Pour l'instant, le modèle en vigueur n'est pas adapté aux changements climatiques catastrophiques qui compromettent les chaînes alimentaires, les régimes migratoires, les conditions de croissance et de récolte, et le transport sur les routes d'hiver. Les gens du Nord mettent à profit des connaissances qui datent de plusieurs milliers d'années pour savoir comment bien vivre avec le froid. Le gouvernement doit les écouter lorsqu'il disent que les changements climatiques influent sur la façon dont les gens vivent et nourrissent leur famille.
Lorsque la survie d'une communauté dépend du maintien des interactions subtiles entre les différents éléments de l'environnement, on ne peut se permettre, en aucun cas, de négliger le moindre détail, qu'il s'agisse du nombre de bélugas dans la baie d'Ungava, de la taille des hardes de caribous de la rivière aux Feuilles ou encore, de la contamination des eaux du Nord.
Malheureusement, les cultures traditionnelles du Nord sont en péril. La détérioration de l'environnement met en danger la flore, la faune et les eaux des territoires du Nord. La réduction de la biodiversité et des cours d'eau, attribuable en grande partie aux projets de développement, entraîne le déclin graduel de l'éthique traditionnelle qui harmonise la manière dont les Autochtones utilisent les terres avec la conservation de la nature. Quand les pratiques traditionnelles de gestion des terres sont abandonnées, les cérémonies cessent, la langue disparaît et, du même coup, le savoir écologique intrinsèque qui en découle. C'est pour cette raison que les Cris ont négocié la Convention de la Baie James et du Nord québécois et la Paix des Braves: pour que la connaissance de la terre et les droits autochtones inhérents soient reconnus et respectés.

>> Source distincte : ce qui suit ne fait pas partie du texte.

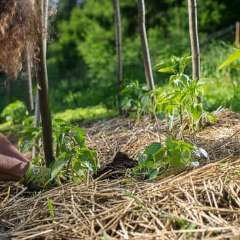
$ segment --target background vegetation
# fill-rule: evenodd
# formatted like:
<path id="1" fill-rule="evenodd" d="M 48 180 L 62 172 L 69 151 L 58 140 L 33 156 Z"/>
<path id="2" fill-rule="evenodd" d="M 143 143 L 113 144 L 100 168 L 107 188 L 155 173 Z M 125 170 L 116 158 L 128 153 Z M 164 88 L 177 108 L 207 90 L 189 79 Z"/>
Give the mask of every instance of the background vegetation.
<path id="1" fill-rule="evenodd" d="M 58 2 L 58 1 L 57 1 Z M 55 112 L 103 104 L 114 109 L 116 64 L 114 13 L 109 0 L 59 0 L 50 19 L 48 69 L 51 105 Z M 56 1 L 51 2 L 54 9 Z M 190 54 L 187 1 L 146 1 L 147 29 L 153 66 L 172 55 Z M 199 30 L 202 49 L 204 104 L 209 110 L 220 105 L 239 110 L 229 69 L 217 67 L 233 52 L 234 24 L 240 6 L 237 0 L 199 0 Z M 137 3 L 121 1 L 124 82 L 145 82 Z M 158 86 L 168 81 L 154 67 Z M 187 70 L 189 71 L 189 69 Z M 235 76 L 238 78 L 239 76 Z M 0 80 L 0 110 L 16 99 L 28 102 L 26 74 L 11 80 L 9 94 L 5 77 Z"/>

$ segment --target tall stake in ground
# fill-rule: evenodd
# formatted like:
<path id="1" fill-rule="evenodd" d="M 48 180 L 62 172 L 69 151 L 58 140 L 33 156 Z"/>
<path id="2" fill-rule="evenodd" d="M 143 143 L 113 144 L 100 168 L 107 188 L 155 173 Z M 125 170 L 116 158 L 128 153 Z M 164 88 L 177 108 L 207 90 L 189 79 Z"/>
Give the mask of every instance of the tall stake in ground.
<path id="1" fill-rule="evenodd" d="M 122 23 L 119 0 L 112 0 L 115 19 L 115 42 L 117 51 L 117 97 L 119 113 L 121 109 L 121 90 L 123 88 Z"/>
<path id="2" fill-rule="evenodd" d="M 149 88 L 153 90 L 155 89 L 155 85 L 154 85 L 151 57 L 150 57 L 147 32 L 146 32 L 144 0 L 138 0 L 138 14 L 139 14 L 139 31 L 140 31 L 141 43 L 142 43 L 142 49 L 143 49 L 145 75 L 146 75 L 146 80 Z"/>
<path id="3" fill-rule="evenodd" d="M 39 31 L 39 36 L 38 36 L 38 46 L 39 46 L 38 61 L 39 62 L 37 66 L 37 81 L 38 81 L 39 104 L 40 104 L 42 130 L 43 130 L 43 148 L 44 148 L 46 165 L 49 166 L 54 161 L 54 157 L 53 157 L 52 119 L 51 119 L 51 113 L 49 108 L 48 87 L 47 87 L 47 78 L 46 78 L 47 76 L 46 54 L 44 52 L 46 29 L 44 29 L 45 24 L 42 17 L 44 14 L 44 11 L 42 6 L 43 6 L 42 4 L 38 5 L 38 9 L 40 11 L 39 21 L 40 21 L 41 29 Z"/>
<path id="4" fill-rule="evenodd" d="M 200 47 L 198 37 L 197 0 L 188 0 L 189 33 L 192 52 L 192 77 L 200 79 Z"/>

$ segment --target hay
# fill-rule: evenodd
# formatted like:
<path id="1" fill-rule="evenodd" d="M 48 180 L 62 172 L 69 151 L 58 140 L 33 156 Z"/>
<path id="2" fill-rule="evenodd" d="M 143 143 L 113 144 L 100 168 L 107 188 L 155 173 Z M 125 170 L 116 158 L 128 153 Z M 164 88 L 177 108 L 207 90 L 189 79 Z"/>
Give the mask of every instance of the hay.
<path id="1" fill-rule="evenodd" d="M 228 133 L 219 130 L 226 126 Z M 210 151 L 213 162 L 155 182 L 98 179 L 36 195 L 17 184 L 2 184 L 2 238 L 140 240 L 240 236 L 239 127 L 239 115 L 220 113 L 216 125 L 188 137 L 205 144 L 208 151 L 212 147 L 217 152 Z M 138 123 L 112 119 L 91 126 L 88 143 L 97 147 L 101 161 L 108 162 L 118 150 L 136 156 L 145 145 L 164 139 L 164 129 L 164 124 L 151 124 L 147 119 Z M 228 157 L 217 161 L 220 158 L 215 157 L 219 155 Z"/>
<path id="2" fill-rule="evenodd" d="M 154 183 L 69 184 L 33 197 L 2 196 L 12 239 L 223 239 L 240 234 L 240 159 Z M 54 217 L 47 204 L 51 199 Z M 12 231 L 11 231 L 12 230 Z M 108 238 L 106 238 L 108 239 Z"/>

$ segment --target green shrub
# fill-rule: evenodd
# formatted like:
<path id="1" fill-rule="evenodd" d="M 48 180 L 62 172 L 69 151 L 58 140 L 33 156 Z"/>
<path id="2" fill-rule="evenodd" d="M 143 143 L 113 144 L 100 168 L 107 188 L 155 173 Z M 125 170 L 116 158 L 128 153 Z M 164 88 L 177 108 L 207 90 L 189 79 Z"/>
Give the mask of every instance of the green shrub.
<path id="1" fill-rule="evenodd" d="M 62 119 L 66 122 L 90 122 L 94 120 L 113 117 L 116 112 L 99 105 L 88 108 L 67 109 L 64 112 L 54 115 L 54 119 Z"/>
<path id="2" fill-rule="evenodd" d="M 171 170 L 182 170 L 191 165 L 194 150 L 196 147 L 191 143 L 173 138 L 167 138 L 163 144 L 152 143 L 139 156 L 139 164 L 133 173 L 154 179 Z"/>

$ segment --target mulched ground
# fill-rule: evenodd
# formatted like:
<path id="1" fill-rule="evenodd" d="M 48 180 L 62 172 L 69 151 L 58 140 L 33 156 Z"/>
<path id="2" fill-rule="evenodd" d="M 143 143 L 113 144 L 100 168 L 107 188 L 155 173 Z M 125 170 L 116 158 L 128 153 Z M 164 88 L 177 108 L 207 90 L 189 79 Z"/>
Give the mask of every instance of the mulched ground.
<path id="1" fill-rule="evenodd" d="M 197 169 L 154 182 L 90 180 L 35 195 L 0 184 L 0 239 L 239 239 L 240 115 L 217 117 L 213 126 L 186 136 L 209 153 Z M 118 151 L 136 158 L 167 132 L 164 122 L 124 118 L 87 130 L 102 165 Z"/>

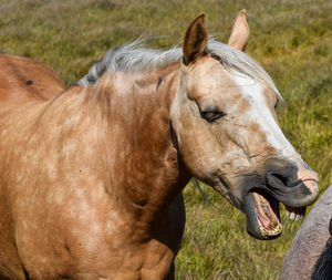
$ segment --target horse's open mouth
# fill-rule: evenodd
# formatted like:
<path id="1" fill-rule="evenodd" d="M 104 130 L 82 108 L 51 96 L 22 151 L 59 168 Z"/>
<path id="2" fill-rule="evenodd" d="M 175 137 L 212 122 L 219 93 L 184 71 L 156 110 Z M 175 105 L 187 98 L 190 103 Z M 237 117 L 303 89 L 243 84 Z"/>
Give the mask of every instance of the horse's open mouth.
<path id="1" fill-rule="evenodd" d="M 258 239 L 273 239 L 280 236 L 282 224 L 280 220 L 279 201 L 261 189 L 251 189 L 243 204 L 247 216 L 247 231 Z M 305 207 L 293 208 L 286 206 L 290 219 L 301 219 Z"/>

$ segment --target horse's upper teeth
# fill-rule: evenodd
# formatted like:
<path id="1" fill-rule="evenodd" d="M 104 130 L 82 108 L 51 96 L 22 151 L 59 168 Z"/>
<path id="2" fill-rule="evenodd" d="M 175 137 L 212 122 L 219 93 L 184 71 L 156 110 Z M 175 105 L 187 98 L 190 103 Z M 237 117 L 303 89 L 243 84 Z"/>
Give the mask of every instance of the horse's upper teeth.
<path id="1" fill-rule="evenodd" d="M 304 217 L 304 215 L 302 215 L 302 214 L 297 214 L 297 212 L 293 212 L 293 211 L 289 211 L 288 209 L 286 209 L 286 215 L 291 220 L 301 220 Z"/>

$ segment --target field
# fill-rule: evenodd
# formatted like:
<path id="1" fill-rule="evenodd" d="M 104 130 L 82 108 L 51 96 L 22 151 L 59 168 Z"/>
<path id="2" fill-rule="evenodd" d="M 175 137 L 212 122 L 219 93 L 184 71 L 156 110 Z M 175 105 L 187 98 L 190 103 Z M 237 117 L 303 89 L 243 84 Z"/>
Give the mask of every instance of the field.
<path id="1" fill-rule="evenodd" d="M 319 173 L 323 193 L 332 184 L 332 1 L 0 0 L 0 52 L 43 62 L 70 85 L 106 50 L 139 35 L 156 37 L 151 48 L 178 44 L 203 11 L 209 32 L 227 42 L 243 8 L 251 30 L 247 53 L 283 95 L 284 134 Z M 208 186 L 204 189 L 212 204 L 193 184 L 185 189 L 187 225 L 176 279 L 278 279 L 301 222 L 289 221 L 282 211 L 282 236 L 255 240 L 245 231 L 245 216 Z"/>

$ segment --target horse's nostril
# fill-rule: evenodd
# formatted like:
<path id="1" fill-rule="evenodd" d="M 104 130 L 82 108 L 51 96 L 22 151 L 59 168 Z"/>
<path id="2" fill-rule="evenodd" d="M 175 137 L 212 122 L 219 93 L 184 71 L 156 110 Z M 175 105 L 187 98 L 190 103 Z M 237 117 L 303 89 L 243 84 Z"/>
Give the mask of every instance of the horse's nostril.
<path id="1" fill-rule="evenodd" d="M 267 180 L 268 180 L 269 185 L 272 185 L 272 186 L 276 186 L 276 185 L 288 186 L 290 183 L 289 177 L 284 174 L 280 174 L 280 173 L 268 173 Z"/>
<path id="2" fill-rule="evenodd" d="M 277 179 L 279 179 L 284 186 L 288 185 L 288 177 L 281 175 L 281 174 L 277 174 L 277 173 L 272 173 L 272 176 L 274 176 Z"/>

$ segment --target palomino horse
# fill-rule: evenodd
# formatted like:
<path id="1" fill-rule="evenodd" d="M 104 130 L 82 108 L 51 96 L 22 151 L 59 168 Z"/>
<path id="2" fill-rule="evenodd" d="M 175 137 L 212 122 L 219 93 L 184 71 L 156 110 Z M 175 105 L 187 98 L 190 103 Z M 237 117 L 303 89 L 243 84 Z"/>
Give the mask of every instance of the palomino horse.
<path id="1" fill-rule="evenodd" d="M 248 38 L 245 11 L 229 45 L 208 41 L 200 14 L 183 50 L 111 51 L 48 101 L 0 89 L 2 279 L 174 279 L 191 176 L 256 238 L 280 235 L 279 201 L 300 216 L 318 177 L 283 136 Z"/>
<path id="2" fill-rule="evenodd" d="M 283 260 L 280 280 L 332 279 L 332 186 L 301 225 Z"/>

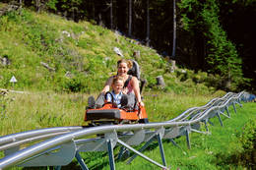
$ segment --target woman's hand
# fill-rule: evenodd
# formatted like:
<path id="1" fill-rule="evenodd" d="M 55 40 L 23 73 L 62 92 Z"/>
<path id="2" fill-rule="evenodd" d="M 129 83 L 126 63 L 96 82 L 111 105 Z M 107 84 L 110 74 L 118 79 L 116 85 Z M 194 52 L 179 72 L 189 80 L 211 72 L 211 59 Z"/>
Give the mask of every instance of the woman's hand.
<path id="1" fill-rule="evenodd" d="M 144 106 L 144 103 L 142 101 L 138 102 L 138 106 Z"/>

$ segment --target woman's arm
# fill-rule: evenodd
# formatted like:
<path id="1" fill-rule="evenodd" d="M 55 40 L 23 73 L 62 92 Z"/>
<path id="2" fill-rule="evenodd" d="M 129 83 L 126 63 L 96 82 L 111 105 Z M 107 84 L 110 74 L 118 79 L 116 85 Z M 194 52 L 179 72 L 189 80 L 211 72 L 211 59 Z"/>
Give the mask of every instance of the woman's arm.
<path id="1" fill-rule="evenodd" d="M 107 91 L 110 90 L 110 86 L 112 85 L 113 77 L 108 78 L 108 80 L 105 82 L 105 85 L 103 89 L 101 90 L 101 93 L 106 93 Z"/>
<path id="2" fill-rule="evenodd" d="M 132 84 L 132 86 L 133 86 L 135 97 L 136 97 L 139 105 L 144 106 L 144 103 L 142 102 L 142 98 L 141 98 L 140 85 L 139 85 L 138 79 L 136 77 L 133 77 L 132 80 L 131 80 L 131 84 Z"/>

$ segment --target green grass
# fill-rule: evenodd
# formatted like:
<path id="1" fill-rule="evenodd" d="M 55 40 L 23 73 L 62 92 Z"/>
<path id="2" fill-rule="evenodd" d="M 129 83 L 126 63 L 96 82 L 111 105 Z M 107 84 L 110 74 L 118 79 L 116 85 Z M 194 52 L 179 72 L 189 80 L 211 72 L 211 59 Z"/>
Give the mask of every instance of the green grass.
<path id="1" fill-rule="evenodd" d="M 181 69 L 171 73 L 170 64 L 156 50 L 86 21 L 74 23 L 22 9 L 0 17 L 0 57 L 10 60 L 8 66 L 0 64 L 2 88 L 11 88 L 9 81 L 15 76 L 14 88 L 19 90 L 97 92 L 116 73 L 116 61 L 121 57 L 113 48 L 118 47 L 127 59 L 134 59 L 133 53 L 140 51 L 136 60 L 148 81 L 146 90 L 158 89 L 156 77 L 160 75 L 167 92 L 206 94 L 215 89 L 207 87 L 206 73 L 186 70 L 182 74 Z M 55 71 L 48 71 L 41 62 Z"/>
<path id="2" fill-rule="evenodd" d="M 0 8 L 3 6 L 0 3 Z M 11 62 L 8 66 L 0 64 L 0 88 L 28 91 L 0 96 L 0 136 L 86 125 L 83 119 L 88 96 L 96 96 L 105 80 L 116 73 L 120 56 L 114 53 L 114 47 L 120 48 L 128 59 L 133 58 L 134 51 L 140 51 L 137 61 L 142 77 L 148 81 L 143 96 L 151 122 L 172 119 L 190 107 L 205 105 L 225 93 L 213 87 L 218 86 L 220 77 L 187 69 L 183 73 L 180 68 L 171 73 L 170 64 L 156 50 L 89 22 L 74 23 L 59 16 L 23 9 L 0 17 L 0 57 L 7 57 Z M 49 72 L 40 62 L 55 71 Z M 71 77 L 66 77 L 67 73 Z M 160 75 L 164 78 L 164 88 L 156 85 L 156 77 Z M 18 80 L 14 86 L 9 83 L 12 76 Z M 210 127 L 211 136 L 191 134 L 190 150 L 186 148 L 184 137 L 176 139 L 186 154 L 164 142 L 168 166 L 172 169 L 246 169 L 241 160 L 242 156 L 248 156 L 246 151 L 253 145 L 250 135 L 255 134 L 252 131 L 255 124 L 248 121 L 255 120 L 255 103 L 246 103 L 237 110 L 237 115 L 232 111 L 231 119 L 224 119 L 224 127 L 214 120 L 216 126 Z M 242 132 L 245 124 L 248 126 Z M 117 152 L 115 149 L 115 154 Z M 145 154 L 161 161 L 156 143 Z M 82 156 L 90 169 L 109 169 L 105 152 L 82 153 Z M 142 158 L 136 158 L 131 165 L 116 162 L 116 168 L 159 169 Z M 62 169 L 80 167 L 74 160 Z"/>
<path id="3" fill-rule="evenodd" d="M 157 122 L 174 118 L 187 108 L 204 105 L 216 95 L 152 92 L 145 93 L 144 100 L 150 121 Z M 88 95 L 80 93 L 59 94 L 50 91 L 28 94 L 10 93 L 5 96 L 7 107 L 4 117 L 1 118 L 1 125 L 3 125 L 0 127 L 1 136 L 46 127 L 85 125 L 83 118 L 87 97 Z M 171 166 L 171 169 L 246 169 L 243 157 L 248 157 L 246 154 L 248 149 L 243 146 L 246 143 L 252 145 L 248 137 L 253 132 L 255 137 L 256 123 L 252 124 L 251 129 L 244 127 L 250 120 L 255 122 L 256 105 L 244 103 L 243 107 L 237 107 L 237 114 L 234 113 L 232 107 L 229 107 L 229 110 L 231 118 L 223 118 L 224 127 L 221 127 L 217 118 L 213 119 L 215 126 L 209 126 L 212 135 L 190 134 L 191 149 L 186 146 L 185 137 L 175 140 L 182 150 L 165 141 L 163 147 L 167 165 Z M 204 131 L 204 127 L 202 130 Z M 249 130 L 254 131 L 251 133 Z M 246 134 L 246 132 L 250 133 Z M 139 149 L 139 146 L 136 148 Z M 118 148 L 115 149 L 115 154 L 117 153 Z M 81 154 L 90 169 L 109 169 L 106 152 Z M 145 154 L 161 162 L 157 142 L 154 142 Z M 74 160 L 62 169 L 79 168 Z M 116 168 L 159 169 L 140 157 L 130 165 L 126 165 L 125 161 L 116 161 Z"/>

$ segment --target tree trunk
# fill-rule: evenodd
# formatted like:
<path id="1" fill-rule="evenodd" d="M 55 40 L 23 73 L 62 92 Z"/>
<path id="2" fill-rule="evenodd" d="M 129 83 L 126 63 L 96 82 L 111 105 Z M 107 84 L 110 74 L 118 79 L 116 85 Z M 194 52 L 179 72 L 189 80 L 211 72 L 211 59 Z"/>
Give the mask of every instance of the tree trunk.
<path id="1" fill-rule="evenodd" d="M 110 0 L 110 28 L 113 29 L 113 0 Z"/>
<path id="2" fill-rule="evenodd" d="M 129 27 L 128 36 L 132 36 L 132 0 L 129 0 Z"/>
<path id="3" fill-rule="evenodd" d="M 150 46 L 150 2 L 147 0 L 147 46 Z"/>
<path id="4" fill-rule="evenodd" d="M 40 0 L 35 0 L 36 12 L 40 12 Z"/>

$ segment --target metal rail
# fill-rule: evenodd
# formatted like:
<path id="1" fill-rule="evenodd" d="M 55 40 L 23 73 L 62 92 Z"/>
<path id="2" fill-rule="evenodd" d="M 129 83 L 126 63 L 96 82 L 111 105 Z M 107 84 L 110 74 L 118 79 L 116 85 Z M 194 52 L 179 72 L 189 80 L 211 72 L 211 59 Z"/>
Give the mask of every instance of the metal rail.
<path id="1" fill-rule="evenodd" d="M 241 106 L 240 101 L 246 101 L 247 93 L 228 92 L 222 98 L 215 98 L 202 107 L 193 107 L 178 117 L 166 122 L 136 124 L 136 125 L 112 125 L 101 127 L 59 127 L 42 130 L 28 131 L 0 138 L 0 150 L 4 150 L 5 157 L 0 159 L 0 169 L 12 166 L 61 166 L 69 164 L 74 157 L 77 158 L 82 169 L 88 169 L 80 152 L 107 151 L 110 169 L 115 169 L 113 148 L 121 145 L 122 149 L 118 157 L 122 156 L 124 149 L 129 149 L 136 154 L 128 160 L 130 163 L 136 155 L 163 169 L 167 169 L 167 161 L 164 157 L 162 139 L 171 140 L 179 136 L 186 136 L 187 145 L 190 147 L 189 134 L 192 132 L 209 134 L 208 123 L 210 119 L 218 117 L 221 125 L 221 115 L 230 117 L 228 106 L 235 104 Z M 248 97 L 247 97 L 248 98 Z M 224 114 L 226 111 L 226 114 Z M 200 123 L 205 123 L 207 132 L 200 131 Z M 128 133 L 127 133 L 128 132 Z M 86 139 L 92 135 L 99 135 L 98 138 Z M 42 141 L 37 143 L 31 142 Z M 153 142 L 157 141 L 162 163 L 159 163 L 144 155 L 142 151 Z M 136 150 L 132 145 L 145 144 Z M 21 145 L 25 145 L 24 148 Z M 176 144 L 175 144 L 176 145 Z"/>

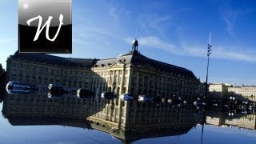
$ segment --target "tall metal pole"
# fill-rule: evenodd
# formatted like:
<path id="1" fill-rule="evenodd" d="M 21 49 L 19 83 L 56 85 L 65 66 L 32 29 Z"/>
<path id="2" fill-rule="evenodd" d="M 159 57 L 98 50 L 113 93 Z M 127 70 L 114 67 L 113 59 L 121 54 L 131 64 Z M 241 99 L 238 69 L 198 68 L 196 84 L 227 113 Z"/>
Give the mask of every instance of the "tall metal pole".
<path id="1" fill-rule="evenodd" d="M 210 38 L 209 38 L 209 43 L 208 43 L 208 47 L 207 47 L 207 71 L 206 71 L 206 93 L 203 100 L 205 101 L 206 98 L 207 97 L 208 94 L 208 70 L 209 70 L 209 60 L 210 60 L 210 55 L 211 54 L 211 47 L 212 46 L 210 45 L 210 37 L 211 37 L 211 33 L 210 33 Z M 203 137 L 203 129 L 204 129 L 204 125 L 205 125 L 205 110 L 202 110 L 202 132 L 201 132 L 201 144 L 202 144 L 202 137 Z"/>
<path id="2" fill-rule="evenodd" d="M 212 46 L 210 45 L 210 37 L 211 37 L 211 33 L 210 33 L 210 40 L 209 40 L 209 43 L 208 43 L 208 47 L 207 47 L 207 71 L 206 71 L 206 91 L 205 91 L 205 96 L 204 96 L 204 99 L 207 97 L 207 94 L 208 94 L 208 70 L 209 70 L 209 60 L 210 60 L 210 55 L 211 54 L 210 51 L 211 51 L 211 47 Z"/>

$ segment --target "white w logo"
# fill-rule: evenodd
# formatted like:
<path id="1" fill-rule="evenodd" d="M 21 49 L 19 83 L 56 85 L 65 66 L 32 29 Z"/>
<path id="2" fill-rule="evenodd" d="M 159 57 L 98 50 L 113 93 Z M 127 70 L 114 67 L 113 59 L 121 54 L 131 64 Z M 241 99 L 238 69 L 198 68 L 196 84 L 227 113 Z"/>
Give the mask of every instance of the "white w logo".
<path id="1" fill-rule="evenodd" d="M 39 37 L 42 30 L 46 27 L 46 25 L 47 25 L 46 31 L 46 38 L 47 38 L 49 41 L 52 41 L 52 42 L 54 41 L 54 40 L 56 39 L 58 34 L 59 30 L 61 30 L 62 26 L 63 25 L 63 22 L 62 22 L 63 15 L 62 15 L 62 14 L 60 14 L 60 15 L 59 15 L 59 25 L 58 25 L 58 30 L 57 30 L 57 32 L 56 32 L 56 34 L 55 34 L 55 36 L 54 36 L 52 39 L 50 39 L 50 38 L 49 38 L 49 26 L 50 26 L 50 21 L 51 21 L 51 19 L 53 18 L 53 17 L 52 17 L 52 16 L 49 16 L 48 20 L 46 21 L 46 22 L 45 23 L 45 25 L 44 25 L 41 29 L 40 29 L 40 27 L 41 27 L 41 24 L 42 24 L 42 17 L 41 17 L 40 15 L 38 15 L 38 16 L 37 16 L 37 17 L 34 17 L 34 18 L 31 18 L 31 19 L 29 19 L 29 20 L 26 22 L 26 23 L 27 23 L 29 26 L 30 26 L 30 22 L 31 22 L 32 21 L 34 21 L 34 20 L 38 19 L 38 18 L 39 18 L 39 22 L 38 22 L 38 26 L 37 33 L 36 33 L 36 34 L 35 34 L 35 36 L 34 36 L 34 41 L 38 40 L 38 37 Z"/>

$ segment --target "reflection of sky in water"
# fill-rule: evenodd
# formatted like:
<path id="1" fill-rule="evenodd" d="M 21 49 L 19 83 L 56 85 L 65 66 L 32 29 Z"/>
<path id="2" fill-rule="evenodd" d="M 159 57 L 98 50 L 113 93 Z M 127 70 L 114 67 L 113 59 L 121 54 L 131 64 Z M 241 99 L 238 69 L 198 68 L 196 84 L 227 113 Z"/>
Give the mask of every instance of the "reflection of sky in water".
<path id="1" fill-rule="evenodd" d="M 0 103 L 2 110 L 2 103 Z M 0 143 L 121 143 L 111 135 L 96 130 L 63 126 L 16 126 L 0 118 Z M 202 126 L 186 134 L 147 138 L 133 143 L 200 143 Z M 238 127 L 206 125 L 203 143 L 256 143 L 256 131 Z"/>

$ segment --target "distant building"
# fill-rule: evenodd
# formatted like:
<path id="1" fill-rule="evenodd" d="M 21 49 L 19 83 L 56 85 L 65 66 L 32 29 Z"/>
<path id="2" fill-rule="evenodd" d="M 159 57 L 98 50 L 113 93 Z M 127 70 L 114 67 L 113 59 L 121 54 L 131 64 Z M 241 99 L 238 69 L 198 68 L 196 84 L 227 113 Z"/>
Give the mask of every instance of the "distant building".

Chaque année, les communautés cries profitent du congé de la chasse à l'oie, qui dure deux semaines au printemps. Pendant cette période, les écoles ferment et les conventions collectives protègent le droit des travailleurs de prendre congé. Tous les membres de la communauté vont dans les fourrés chasser l'oie sauvage. Ils dorment dans des camps, se racontent des histoires et enseignent aux enfants le savoir-faire traditionnel. Voilà un exemple de système alimentaire traditionnel adapté aux particularités culturelles. Le gouvernement devrait laisser les communautés lui indiquer la meilleure façon de soutenir ces activités.
Le congé de la chasse à l'oie est tellement connu que, lorsque j'étais au Nunavik, les Inuits m'ont demandé ce qu'il fallait faire pour instaurer un congé de la chasse au béluga. Je préconise l'élaboration d'un plan de développement durable du Nord qui se fonde sur le savoir des communautés nordiques et les solutions qu'elles proposent.
Les conservateurs ont aboli le programme Aliments-poste sans consultation avec les principaux gens concernés. Ils ont éliminé la subvention qui s'appliquait sur les produits non alimentaires, tels que les couches et les produits ménagers. Leur décision a eu un impact économique majeur sur les communautés. L'automne dernier, la ville de Val-d'Or a rappelé le rôle essentiel que Postes Canada joue dans sa communauté. Toute modification au programme doit inclure un retour à Val-d'Or à titre de plaque tournante pour le Nord.
Les gens ont faim dans le Nord. Nous devons répondre à cet appel des gens du Nord.